Internal AI and analytics programs
- If your in-house team is building audience models using external broker data, make sure you know which entity is the “data broker” and which is the “business” or “service provider” in the chain.
- If you later resell those models or segments to others, you may have crossed the line into data-broker status yourself.
A practical Delete Act checklist for data-driven businesses ✅
For clients who touch marketing data at scale, the immediate, ROR-informed checklist looks something like this:
- Inventory your “audience products.” Anything that looks like a segment, score, or profile that you sell or license is a red flag.
- Map direct vs indirect relationships. Ask, for each dataset: did the consumer intentionally interact with us in the last three years? If not, assume “no direct relationship.”(California Privacy Protection Agency)
- Evaluate “sale” exposure. Remember that “other valuable consideration” beyond cash can convert an exchange into a sale.(FindLaw Codes)
- Decide: register or restructure. Once you conclude you are (or soon will be) a data broker, decide whether to:
- Register and comply, or
- Restructure so personal information never leaves service-provider channels and you don’t sell across client boundaries.
- Prepare for DROP. Even if you’re only dealing with registered brokers as a customer, understand how DROP requests will flow through to you once your vendors begin processing them.(California Privacy Protection Agency)
FAQs (for clients – and for your own policies) 💬
Does the Delete Act apply to out-of-state companies like ROR Partners?
Yes. The Delete Act and data-broker statute apply to any business “doing business in California” that meets the data-broker definition, regardless of where it is incorporated or headquartered.(California Privacy Protection Agency)

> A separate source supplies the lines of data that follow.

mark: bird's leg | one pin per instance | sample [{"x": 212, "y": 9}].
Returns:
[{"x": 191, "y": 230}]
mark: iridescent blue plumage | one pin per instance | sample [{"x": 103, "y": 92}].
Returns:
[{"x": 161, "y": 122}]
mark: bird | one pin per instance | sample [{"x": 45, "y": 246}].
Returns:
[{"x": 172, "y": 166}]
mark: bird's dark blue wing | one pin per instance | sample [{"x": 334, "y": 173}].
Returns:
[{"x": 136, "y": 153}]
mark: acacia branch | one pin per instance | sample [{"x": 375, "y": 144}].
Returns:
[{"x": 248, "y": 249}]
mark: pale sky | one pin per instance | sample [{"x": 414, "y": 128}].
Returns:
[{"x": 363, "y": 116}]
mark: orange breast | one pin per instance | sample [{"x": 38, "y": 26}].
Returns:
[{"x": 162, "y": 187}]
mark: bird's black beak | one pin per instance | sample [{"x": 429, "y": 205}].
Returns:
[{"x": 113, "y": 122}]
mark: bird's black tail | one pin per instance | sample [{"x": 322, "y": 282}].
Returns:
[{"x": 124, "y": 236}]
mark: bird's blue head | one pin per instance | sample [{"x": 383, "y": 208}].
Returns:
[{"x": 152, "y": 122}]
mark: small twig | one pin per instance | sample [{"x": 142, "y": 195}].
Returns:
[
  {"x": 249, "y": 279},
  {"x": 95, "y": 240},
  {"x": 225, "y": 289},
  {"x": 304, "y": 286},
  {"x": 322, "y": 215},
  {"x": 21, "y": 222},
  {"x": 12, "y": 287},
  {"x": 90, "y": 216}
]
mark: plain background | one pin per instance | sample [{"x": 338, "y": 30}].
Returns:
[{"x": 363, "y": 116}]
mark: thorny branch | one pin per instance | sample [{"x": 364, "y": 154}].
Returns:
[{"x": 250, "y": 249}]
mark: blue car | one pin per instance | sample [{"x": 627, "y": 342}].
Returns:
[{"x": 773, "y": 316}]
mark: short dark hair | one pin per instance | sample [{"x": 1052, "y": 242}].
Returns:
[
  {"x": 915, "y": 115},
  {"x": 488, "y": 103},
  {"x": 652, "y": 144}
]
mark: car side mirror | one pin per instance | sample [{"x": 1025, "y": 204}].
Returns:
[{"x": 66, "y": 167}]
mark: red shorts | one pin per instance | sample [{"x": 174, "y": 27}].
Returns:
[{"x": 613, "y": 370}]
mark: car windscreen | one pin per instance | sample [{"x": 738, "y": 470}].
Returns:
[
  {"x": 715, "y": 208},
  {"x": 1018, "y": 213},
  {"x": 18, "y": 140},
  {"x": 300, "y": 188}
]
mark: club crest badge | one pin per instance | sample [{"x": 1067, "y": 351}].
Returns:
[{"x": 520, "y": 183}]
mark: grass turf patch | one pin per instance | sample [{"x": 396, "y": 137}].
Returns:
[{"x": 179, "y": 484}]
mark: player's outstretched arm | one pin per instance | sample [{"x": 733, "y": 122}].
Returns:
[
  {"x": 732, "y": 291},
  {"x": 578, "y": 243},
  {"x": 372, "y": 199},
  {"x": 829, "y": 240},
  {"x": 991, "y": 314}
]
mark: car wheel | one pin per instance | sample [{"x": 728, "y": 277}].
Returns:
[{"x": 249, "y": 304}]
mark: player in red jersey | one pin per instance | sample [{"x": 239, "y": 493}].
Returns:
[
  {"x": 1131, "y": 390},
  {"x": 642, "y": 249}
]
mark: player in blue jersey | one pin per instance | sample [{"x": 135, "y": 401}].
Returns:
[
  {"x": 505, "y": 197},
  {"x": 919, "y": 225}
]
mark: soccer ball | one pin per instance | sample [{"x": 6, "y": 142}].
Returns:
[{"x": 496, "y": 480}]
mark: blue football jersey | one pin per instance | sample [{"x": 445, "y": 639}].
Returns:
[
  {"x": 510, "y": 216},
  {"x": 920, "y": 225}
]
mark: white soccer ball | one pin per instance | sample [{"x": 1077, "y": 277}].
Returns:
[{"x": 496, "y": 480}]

ROR Partners is a Delaware/Nevada entity, but CalPrivacy had no trouble asserting jurisdiction because the company conducted data-broker activity affecting California consumers. That is the model for ad-tech, mar-tech, and list brokers nationwide.
How do Delete Act obligations interact with existing CCPA/CPRA deletion rights?
Think of it this way:
- CCPA/CPRA rights (Civ. Code §§ 1798.105, 1798.120, etc.) run between the consumer and each business they interact with. Deletion and “do not sell/share” requests go one-to-one.(California Privacy Protection Agency)
- The Delete Act layers on a parallel channel where the consumer can send a single request to CalPrivacy (via DROP) and have it propagated to every registered data broker, with 45-day processing cycles and auditability baked in.(California Privacy Protection Agency)
For product and privacy counsel, that means:
- You still need robust CCPA/CPRA flows and
- If you or your vendors are brokers, you must also build a DROP-response pipeline that can withstand regulatory scrutiny.
From a distance, the ROR Partners decision is “just” a $56,600 fine. Up close, it’s California’s privacy regulator planting a very visible flag:
If you walk and talk like a data broker, expect to be treated like one — registration fees, daily penalties, DROP obligations, audits and all.